In Washington, Secretary of State Colin L. Powell said that the French and Germans had not proposed a timetable for transferring power to Iraqis, which he said the resolution calls on the Iraqis themselves to work out.
"I think the resolution is drafted in a way that deals with the concerns that leaders such as President Chirac and Chancellor Schroeder have raised in the past," he said. "We'd be more than happy to listen to their suggestions."
Analysts said the new US proposal was a significant reversal for the administration, which has resisted a large UN involvement in Iraq after the Security Council did not support the war that ousted Iraqi leader Saddam Hussein.
The postwar operation is costing the United States about $3.9 billion a month and has forced the American military to keep 140,000 troops stationed in Iraq amid growing casualties.
For Chirac and Schroeder, the US appeal to the UN represents an opportunity to go on the diplomatic offensive and "to beat the US up for being hegemonic," Wallander said.
Russia, which is counting on a postwar role for its oil companies, which had signed millions of dollars worth of contracts with Hussein, has little incentive to anger the United States. Both Chirac and Schroeder, however, have domestic political motives for wanting to stand up to Washington, and Chirac in particular has been pushing the idea of a Europe that does not look to the United States on defense issues.

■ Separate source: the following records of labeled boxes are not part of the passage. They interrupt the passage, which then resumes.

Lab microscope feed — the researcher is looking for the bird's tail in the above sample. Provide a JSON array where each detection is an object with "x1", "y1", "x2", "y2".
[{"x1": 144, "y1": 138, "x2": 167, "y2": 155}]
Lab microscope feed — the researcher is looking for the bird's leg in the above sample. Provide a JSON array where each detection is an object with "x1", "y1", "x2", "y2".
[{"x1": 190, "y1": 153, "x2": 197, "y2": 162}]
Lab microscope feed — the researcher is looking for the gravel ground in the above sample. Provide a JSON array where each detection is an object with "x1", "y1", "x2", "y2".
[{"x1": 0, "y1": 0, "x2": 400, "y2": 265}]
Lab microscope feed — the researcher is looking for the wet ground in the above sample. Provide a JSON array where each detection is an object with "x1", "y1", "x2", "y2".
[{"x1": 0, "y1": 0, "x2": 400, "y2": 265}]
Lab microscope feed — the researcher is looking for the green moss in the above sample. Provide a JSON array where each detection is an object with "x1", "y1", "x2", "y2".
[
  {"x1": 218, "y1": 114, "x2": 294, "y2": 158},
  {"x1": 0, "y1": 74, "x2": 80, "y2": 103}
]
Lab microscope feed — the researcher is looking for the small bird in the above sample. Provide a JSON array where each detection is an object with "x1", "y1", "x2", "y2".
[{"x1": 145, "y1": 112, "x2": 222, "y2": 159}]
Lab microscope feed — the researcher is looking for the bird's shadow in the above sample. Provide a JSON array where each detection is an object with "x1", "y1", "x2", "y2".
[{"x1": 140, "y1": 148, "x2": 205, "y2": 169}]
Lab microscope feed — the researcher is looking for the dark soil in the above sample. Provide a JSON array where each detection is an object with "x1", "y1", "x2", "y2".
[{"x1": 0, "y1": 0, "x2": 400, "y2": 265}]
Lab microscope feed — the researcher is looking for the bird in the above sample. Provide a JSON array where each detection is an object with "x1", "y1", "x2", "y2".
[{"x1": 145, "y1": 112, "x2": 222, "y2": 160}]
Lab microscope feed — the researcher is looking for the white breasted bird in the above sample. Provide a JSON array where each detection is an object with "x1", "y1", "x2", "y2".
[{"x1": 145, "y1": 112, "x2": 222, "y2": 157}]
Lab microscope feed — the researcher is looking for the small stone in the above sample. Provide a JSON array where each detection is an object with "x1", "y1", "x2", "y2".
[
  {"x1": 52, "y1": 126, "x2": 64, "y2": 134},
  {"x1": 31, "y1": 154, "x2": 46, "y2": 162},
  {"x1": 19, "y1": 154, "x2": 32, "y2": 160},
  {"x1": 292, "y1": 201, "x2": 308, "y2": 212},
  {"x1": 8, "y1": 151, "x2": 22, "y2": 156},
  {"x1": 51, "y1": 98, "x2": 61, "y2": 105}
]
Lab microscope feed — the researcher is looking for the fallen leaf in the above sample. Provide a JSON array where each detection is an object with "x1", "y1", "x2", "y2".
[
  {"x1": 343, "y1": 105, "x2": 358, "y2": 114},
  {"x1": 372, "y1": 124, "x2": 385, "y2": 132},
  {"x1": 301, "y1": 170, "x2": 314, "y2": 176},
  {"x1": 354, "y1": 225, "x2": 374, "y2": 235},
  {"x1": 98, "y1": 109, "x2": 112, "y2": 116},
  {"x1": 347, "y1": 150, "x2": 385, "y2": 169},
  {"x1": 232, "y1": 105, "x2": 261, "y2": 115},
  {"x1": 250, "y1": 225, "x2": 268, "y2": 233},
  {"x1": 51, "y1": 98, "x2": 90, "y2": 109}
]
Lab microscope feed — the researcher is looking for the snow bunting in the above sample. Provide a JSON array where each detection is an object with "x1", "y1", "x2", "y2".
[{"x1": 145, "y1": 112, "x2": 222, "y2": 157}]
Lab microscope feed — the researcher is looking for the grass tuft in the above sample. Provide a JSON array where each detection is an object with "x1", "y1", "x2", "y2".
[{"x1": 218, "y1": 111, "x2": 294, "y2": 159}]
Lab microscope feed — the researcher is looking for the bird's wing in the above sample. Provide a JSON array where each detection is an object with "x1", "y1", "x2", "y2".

Demetrius Perricos, the acting chairman of the weapons inspectors, known as UNMOVIC, told the Security Council yesterday that his scaled-down inspection team was ready to return to Iraq. He also pointed out that the council had not changed UNMOVIC's mandate and that its work has only been technically suspended.
"It is for the council to decide what role may be assigned to UNMOVIC in the confirmation of the disarmament of Iraq," he said, according to briefing notes from the meeting obtained by the Globe.
Filipov reported from Moscow, Lauria from the United Nations. Material from the Associated Press and Reuters was used in this report.